Two potent examples do not a trend make of course. But there are other hints that these are not isolated. In the noise of endless survey data, it appears that the emerging generation of twenty- and thirty-somethings (the Millennials) are simultaneously less trusting of the world around them and more upbeat about their future. According to a recent Pew survey of nearly 2000 in this age cohort, this group is more optimistic about the future than their Boomer parents were in the 1970s. A significant majority believes that the economic future is bright. Yet they are also distrustful of other people and believe that government guarantees such as Social Security are unlikely to be there for them when they reach retirement.
These attitudes are manifest in TED and Upworthy. It may, of course, be true that these pockets of optimism are just elite bubbles that belie that challenges of the many. But then what? Are we left with the black swan hunting of Wall Street today, and the grim cynicism of Washington? What future can be possibly be constructed from those communities of despair?
About six months ago, I was at a conference in Detroit. It’s hard to imagine a more benighted city. It is as desolate in places as any slum in the world, bleeding population, unable to even replace the bulbs in streetlights. Detroit, in short, has failed as city.
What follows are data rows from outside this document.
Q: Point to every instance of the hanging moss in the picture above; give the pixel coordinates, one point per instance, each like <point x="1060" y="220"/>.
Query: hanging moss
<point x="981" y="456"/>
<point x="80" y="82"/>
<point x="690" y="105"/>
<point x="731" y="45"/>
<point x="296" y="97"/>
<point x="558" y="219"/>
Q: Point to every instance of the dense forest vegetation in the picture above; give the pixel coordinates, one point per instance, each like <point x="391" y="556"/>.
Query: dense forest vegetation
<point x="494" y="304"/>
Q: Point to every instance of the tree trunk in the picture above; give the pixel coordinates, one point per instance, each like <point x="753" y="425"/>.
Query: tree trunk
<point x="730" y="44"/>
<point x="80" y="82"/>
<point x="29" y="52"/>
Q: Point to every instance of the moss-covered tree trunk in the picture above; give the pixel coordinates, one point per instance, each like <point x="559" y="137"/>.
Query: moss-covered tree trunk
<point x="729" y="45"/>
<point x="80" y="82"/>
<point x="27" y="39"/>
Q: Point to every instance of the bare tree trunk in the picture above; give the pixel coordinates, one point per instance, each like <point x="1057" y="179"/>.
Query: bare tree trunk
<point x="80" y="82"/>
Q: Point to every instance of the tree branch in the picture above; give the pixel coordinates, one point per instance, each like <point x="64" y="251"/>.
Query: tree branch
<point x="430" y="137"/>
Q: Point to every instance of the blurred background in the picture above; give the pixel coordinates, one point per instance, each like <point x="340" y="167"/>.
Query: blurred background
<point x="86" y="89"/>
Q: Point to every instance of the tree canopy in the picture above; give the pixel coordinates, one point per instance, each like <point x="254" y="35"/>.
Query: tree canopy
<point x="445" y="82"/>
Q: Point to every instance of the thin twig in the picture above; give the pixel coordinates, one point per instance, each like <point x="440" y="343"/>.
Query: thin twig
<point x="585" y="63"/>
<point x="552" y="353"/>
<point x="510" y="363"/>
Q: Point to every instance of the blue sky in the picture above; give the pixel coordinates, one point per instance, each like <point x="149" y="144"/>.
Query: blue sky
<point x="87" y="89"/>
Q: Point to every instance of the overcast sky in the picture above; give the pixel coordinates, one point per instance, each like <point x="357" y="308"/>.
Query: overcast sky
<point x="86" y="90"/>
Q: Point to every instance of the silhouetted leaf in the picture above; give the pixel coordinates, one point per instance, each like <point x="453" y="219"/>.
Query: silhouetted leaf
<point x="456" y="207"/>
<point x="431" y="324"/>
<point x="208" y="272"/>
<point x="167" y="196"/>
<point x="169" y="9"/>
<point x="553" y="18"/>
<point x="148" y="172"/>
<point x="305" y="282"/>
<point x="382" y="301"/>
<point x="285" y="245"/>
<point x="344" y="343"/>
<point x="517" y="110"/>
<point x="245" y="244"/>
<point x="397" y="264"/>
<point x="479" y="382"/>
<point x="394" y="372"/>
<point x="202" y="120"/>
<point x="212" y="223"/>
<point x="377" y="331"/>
But there are still hundreds of thousands of people there, and the hundreds of the conference exuded not despair but determination. Inertia and inaction had a certain outcome: collapse. Even with creativity and passion and the dedication of business such as Quicken Loans and Twitter and young entrepreneurs taking advantage of cheap housing and office space, collapse is a distinct possibility. Absent those efforts, however, it is a certainty. The optimism evident there was anything but rose-tinted. It was born of awareness that it was the only possible way forward.
TED represents passionate solutions to problems. At one of the more compelling presentations, Hugh Herr discussed his work on bionics, the next generation of prostheses. Herr has been innovating in this area for decades, after he lost his own legs in a mountain climbing accident. He and his team recently spent 200 days constructing a bionic limb that allows a woman who lost her leg in the Boston marathon bombing to continue her career as a dancer. As the end of his talk, he brought her on stage where she performed briefly with her partner. It was profoundly moving to see.
Given a choice between the numbing cynicism and pessimism that greets us daily and that animates so many of us, I’ll take the relentless optimism – excesses and all – Hugh Herr and bionic innovation that makes it possible for a woman to dance again any day, any time.